V Magazine gets a little Norwegian wood



Overwhelmed by the staggeringly creative makeup in the 96-page Women/Supreme model supplement to V61? You are not alone. Various images of the covers have been floating around the fash blogosphere, but a behind-the-scenes video of the shoot reveals a striking series of ghoulish faces rendered in stark black and white by makeup artist Janeen Witherspoon, with styling by Nicholas Grasa and hair by Rita Marmor, Leonardo Manetti and Franco Gobbi. The series was shot by Paul Rowland, who tells V's blog that he was inspired by “Joel-Peter Witkin, paganism, mysticism, vampires, witches—all the things I love.” But did Rowland neglect to mention one key reference? Here is a series of screen grabs from the video.










And below is a series of images from True Norwegian Black Metal, a book by photographer Peter Beste that was released in May 2008 and is now on its third printing (and thanks to Kent for the tip).

Beste spent five years documenting the Norwegian black metal scene - which has been described, perhaps alarmingly, as Norway’s biggest cultural export.

Although apparently a little more civilised these days - Beste for one looks to have survived the experience - the roots of Norwegian black metal lie in Satanism and Norse pagan mythology and in the early 1990s, this underground metal genre became notorious in the wake of a string of violent crimes.

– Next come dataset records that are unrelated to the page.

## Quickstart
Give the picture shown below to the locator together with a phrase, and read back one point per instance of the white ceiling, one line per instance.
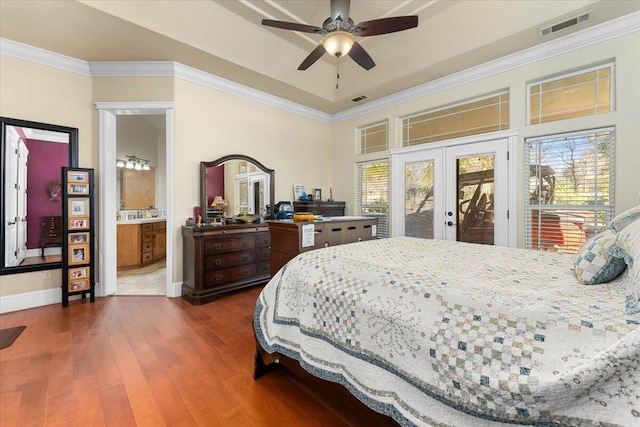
(226, 38)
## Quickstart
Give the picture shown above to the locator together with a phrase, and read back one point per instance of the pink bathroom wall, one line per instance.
(45, 159)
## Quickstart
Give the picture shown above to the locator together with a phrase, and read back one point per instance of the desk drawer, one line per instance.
(218, 261)
(226, 275)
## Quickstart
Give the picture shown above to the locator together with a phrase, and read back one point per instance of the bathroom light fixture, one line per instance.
(134, 162)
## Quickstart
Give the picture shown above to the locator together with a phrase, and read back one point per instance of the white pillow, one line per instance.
(625, 218)
(595, 262)
(629, 241)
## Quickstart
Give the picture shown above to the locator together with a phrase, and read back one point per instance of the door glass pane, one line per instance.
(418, 202)
(476, 189)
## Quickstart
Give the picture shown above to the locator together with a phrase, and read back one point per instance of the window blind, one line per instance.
(373, 193)
(570, 188)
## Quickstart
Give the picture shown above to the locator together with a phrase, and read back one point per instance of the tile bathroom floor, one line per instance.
(148, 280)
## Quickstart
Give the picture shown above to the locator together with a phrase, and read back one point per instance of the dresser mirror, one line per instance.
(32, 157)
(235, 185)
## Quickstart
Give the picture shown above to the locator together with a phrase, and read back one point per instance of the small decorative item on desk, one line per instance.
(303, 216)
(219, 204)
(298, 192)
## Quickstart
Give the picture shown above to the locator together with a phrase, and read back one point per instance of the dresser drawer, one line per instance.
(147, 257)
(264, 268)
(226, 275)
(264, 254)
(212, 246)
(264, 240)
(230, 259)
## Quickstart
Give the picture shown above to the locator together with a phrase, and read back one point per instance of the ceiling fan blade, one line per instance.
(385, 25)
(313, 57)
(293, 26)
(362, 58)
(340, 8)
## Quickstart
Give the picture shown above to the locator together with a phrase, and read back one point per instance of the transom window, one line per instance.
(569, 180)
(373, 193)
(583, 93)
(488, 114)
(374, 138)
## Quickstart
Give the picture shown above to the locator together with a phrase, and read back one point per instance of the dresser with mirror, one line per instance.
(230, 248)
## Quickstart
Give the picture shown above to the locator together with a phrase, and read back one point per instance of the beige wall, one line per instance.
(35, 92)
(210, 124)
(207, 124)
(626, 117)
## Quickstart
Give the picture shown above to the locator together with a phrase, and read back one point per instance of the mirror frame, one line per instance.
(73, 162)
(221, 160)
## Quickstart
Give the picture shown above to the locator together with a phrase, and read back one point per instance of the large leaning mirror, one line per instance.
(32, 157)
(235, 185)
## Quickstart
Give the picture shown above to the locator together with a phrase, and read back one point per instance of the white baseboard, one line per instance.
(9, 303)
(174, 290)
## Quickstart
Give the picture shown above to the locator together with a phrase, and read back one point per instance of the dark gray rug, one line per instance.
(9, 335)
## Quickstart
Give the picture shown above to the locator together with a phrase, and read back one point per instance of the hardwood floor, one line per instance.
(126, 361)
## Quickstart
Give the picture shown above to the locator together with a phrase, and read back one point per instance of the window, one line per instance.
(374, 138)
(483, 115)
(569, 188)
(584, 93)
(373, 193)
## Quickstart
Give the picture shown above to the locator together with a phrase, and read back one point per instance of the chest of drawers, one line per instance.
(223, 259)
(289, 237)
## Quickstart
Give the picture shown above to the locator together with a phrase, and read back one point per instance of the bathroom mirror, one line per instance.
(32, 157)
(235, 185)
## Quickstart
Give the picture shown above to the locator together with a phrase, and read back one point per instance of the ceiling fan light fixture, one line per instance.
(338, 43)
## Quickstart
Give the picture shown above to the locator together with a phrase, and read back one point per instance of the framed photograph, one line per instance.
(298, 190)
(74, 188)
(79, 254)
(78, 223)
(78, 207)
(77, 177)
(76, 285)
(78, 273)
(75, 238)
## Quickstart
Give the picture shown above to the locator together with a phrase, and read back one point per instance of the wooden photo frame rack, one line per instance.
(78, 231)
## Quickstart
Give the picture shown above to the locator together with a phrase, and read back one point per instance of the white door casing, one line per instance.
(444, 154)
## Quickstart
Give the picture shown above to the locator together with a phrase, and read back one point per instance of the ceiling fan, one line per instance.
(339, 33)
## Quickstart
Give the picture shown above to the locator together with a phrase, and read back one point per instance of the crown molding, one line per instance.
(44, 57)
(214, 82)
(589, 36)
(609, 30)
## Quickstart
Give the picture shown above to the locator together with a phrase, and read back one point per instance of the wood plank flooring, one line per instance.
(127, 361)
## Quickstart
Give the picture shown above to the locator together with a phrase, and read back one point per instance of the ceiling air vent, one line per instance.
(582, 18)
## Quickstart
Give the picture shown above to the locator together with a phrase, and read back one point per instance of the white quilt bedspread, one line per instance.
(444, 333)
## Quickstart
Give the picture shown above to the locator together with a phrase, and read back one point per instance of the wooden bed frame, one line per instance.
(333, 395)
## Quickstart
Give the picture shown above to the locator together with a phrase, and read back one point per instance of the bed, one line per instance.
(434, 332)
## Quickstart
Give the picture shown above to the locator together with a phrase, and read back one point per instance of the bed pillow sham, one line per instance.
(620, 221)
(629, 241)
(596, 262)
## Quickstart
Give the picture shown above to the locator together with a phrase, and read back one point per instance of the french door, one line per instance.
(457, 192)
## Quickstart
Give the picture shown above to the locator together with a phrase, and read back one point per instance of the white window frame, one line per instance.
(572, 74)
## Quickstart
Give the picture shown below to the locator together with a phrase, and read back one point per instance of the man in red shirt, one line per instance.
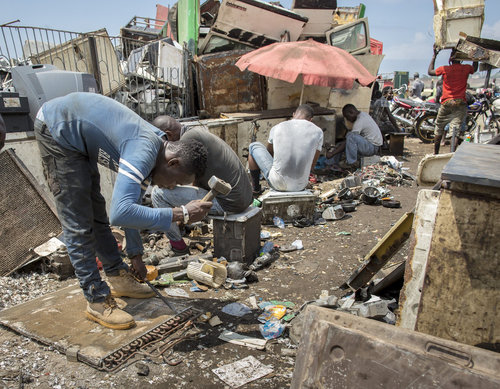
(2, 132)
(453, 102)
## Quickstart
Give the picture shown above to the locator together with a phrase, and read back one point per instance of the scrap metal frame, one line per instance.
(105, 58)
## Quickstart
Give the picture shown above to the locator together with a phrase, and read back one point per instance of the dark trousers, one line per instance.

We’re talking murder, suicide, alleged cannibalism and as many as 50 cases of arson and attempted arson (churches, natch). GG Allin, eat your heart out.

Beyond the standard issue hardcore rocker accoutrements of black leather, spikes, studs and chains, Norwegian black metal-ites have a propensity for smearing their faces with ghoulish black and white “corpse paint” makeup, which would appear to have as much to do with 1970s rockers Alice Cooper and KISS as it does with early German expressionist cinema and the Oskerei, a legion of dead souls in Norse mythology.

Norwegian black metal is also the subject of the 2008 Audrey Ewell and Aaron Aites documentary Until the light takes us, which had its world premier at the AFI FEST in Los Angeles on October 31st 2008.

While Paul Rowland's Supreme/Women photo series appears in a limited edition supplement to V61, Lady Gaga is on the actual cover of the edition.

In an interesting coda, it emerges that the director of Gaga's new Paparazzi video is Jonas Ã…kerlund, a former member of pioneering Swedish black metal outfit Bathory.









1. peter beste via news.figment.cc
2. peter beste via gawker
3. peter beste via michaelcarter.ca

4. peter beste via nemotography


2 comments:

Anonymous said...

maybe those are by hanna liden?

Anonymous said...

The Norwegian BM scene had nothing to do with Satanism.